We have confirmation from our personnel in Minneapolis, who have their own sources in the police and local FBI.
Working with these contracting firms is a sub-group within the departments, “intelligence” and “counter-terrorism” units, who do surveillance and who were, in every department we looked at, both trained in Israel and overseen on a daily basis by “handlers” either from an Israeli consulate or from the ADL/JDL/JINSA or similar group representing Shin Bet…”
It could be some time before the full details and dynamics behind the developments are known, and it is quite likely that they will be lost in the barrage of competing claims and narratives. The Attorney-General of Minnesota referred to this in remarks to the press, and the grave dangers involved in making allegations before investigations have been conducted:
“The truth is nobody really knows,” Minnesota Attorney General Keith Ellison said Sunday on NBC News’ “Meet the Press.”
“What the exact political motivation is is unclear at this point. We need to investigate it,” Ellison said.
He faulted Barr and Trump for focusing on Antifa, rather than addressing the “systemic police abuses in America.”
“So I think the federal government does have a role, but it needs to be constructing a better relationship between cities and the police departments that serve them. And making incendiary comments about who’s to blame here as opposed to actually investigating it isn’t helpful.”
Protests continued Saturday for a fifth straight day in parts of the US in response to the death of George Floyd, an unarmed black man who died in police custody.
The first protests erupted after Floyd, 46, died after Derek Chauvin knelt on his neck during a fatal arrest in Minneapolis, Minnesota on Monday.
Chauvin, 44, was eventually arrested Friday and charged with third-degree murder and second-degree manslaughter but that did not quell anger regarding police brutality and violence.
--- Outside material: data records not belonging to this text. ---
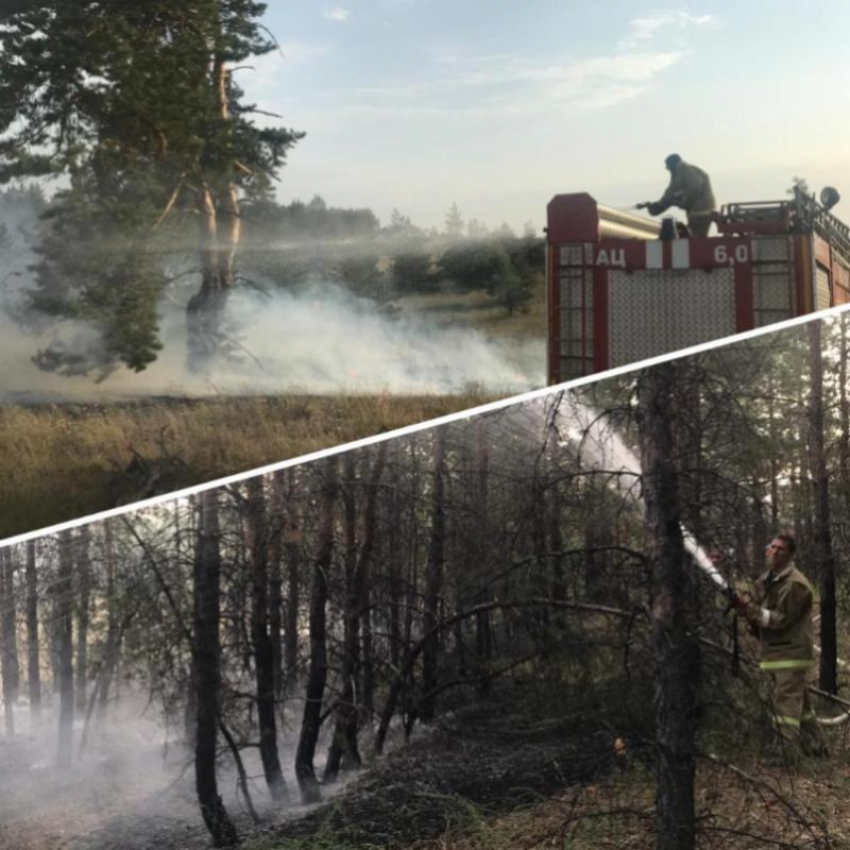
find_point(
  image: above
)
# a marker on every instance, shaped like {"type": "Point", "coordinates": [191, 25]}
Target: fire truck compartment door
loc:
{"type": "Point", "coordinates": [654, 312]}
Three other police officers, who were involved in Floyd’s death, were fired along with Chauvin but have not been charged.
Protesters are demanding the arrest of the other three officers and justice for Floyd as well as an end to police brutality against blacks.
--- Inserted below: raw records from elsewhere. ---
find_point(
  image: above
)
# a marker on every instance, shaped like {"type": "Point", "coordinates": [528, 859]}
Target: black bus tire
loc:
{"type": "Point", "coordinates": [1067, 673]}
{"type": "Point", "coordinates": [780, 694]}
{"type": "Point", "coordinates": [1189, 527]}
In the nation’s capital, the focal point was the vicinity of Lafayette Park across from the White House.
Protestors chanted “I can’t breathe,” “Black Lives Matter,” and “No Justice, No Peace,” among others, for a second night in row. Six arrests were made during protests Friday night, according to US Secret Service.
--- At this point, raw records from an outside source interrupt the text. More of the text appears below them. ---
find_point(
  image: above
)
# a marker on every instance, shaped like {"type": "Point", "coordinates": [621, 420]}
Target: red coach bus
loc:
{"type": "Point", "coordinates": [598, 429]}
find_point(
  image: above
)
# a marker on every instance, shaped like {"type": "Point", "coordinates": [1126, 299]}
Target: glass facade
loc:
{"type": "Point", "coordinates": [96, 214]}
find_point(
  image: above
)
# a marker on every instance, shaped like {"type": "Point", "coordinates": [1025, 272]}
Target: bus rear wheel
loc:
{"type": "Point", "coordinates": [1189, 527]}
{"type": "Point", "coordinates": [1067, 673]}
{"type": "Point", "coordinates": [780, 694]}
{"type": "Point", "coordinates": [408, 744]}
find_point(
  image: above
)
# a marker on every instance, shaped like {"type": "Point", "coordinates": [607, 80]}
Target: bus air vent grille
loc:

Demonstrators breached security barricades, hurled water bottles at police and shouted slogans against President Donald Trump. The DC National Guard stepped in to assist Park Police and Secret Service. Police used tear gas to push back protestors.
Saturday’s protests spread to California, New York, Texas, Massachusetts, Kentucky, Georgia, Illinois, Michigan, and Washington states, among others.
National Guard soldiers were activated in some states.
In more than 30 cities including Los Angeles, Chicago, Atlanta and Seattle, authorities imposed curfews in hopes of quelling violent protests.
In New York City, protesters marched in Harlem and blocked traffic on the highway along Manhattan’s East River, according to multiple reports. New York Police Department reportedly made more than 200 arrests following Friday night’s protests.
Protests spread to some of the US’ most dependable allies on Sunday, with large protests outside the US Embassies in London and Berlin.
On Sunday morning the National Guard were mobilized across 15 states and the District of Columbia to assist law enforcement officers.
Floyd’s death has strong parallels to that of Eric Garner, who died during a fatal 2014 arrest in New York, repeatedly pleading with officers, “I can’t breathe.”
The subsequent protests and riots are also reminiscent of the LA Riots of 1992, when several police officers were caught on video bashing Rodney King, who was also unarmed and not resisting arrest.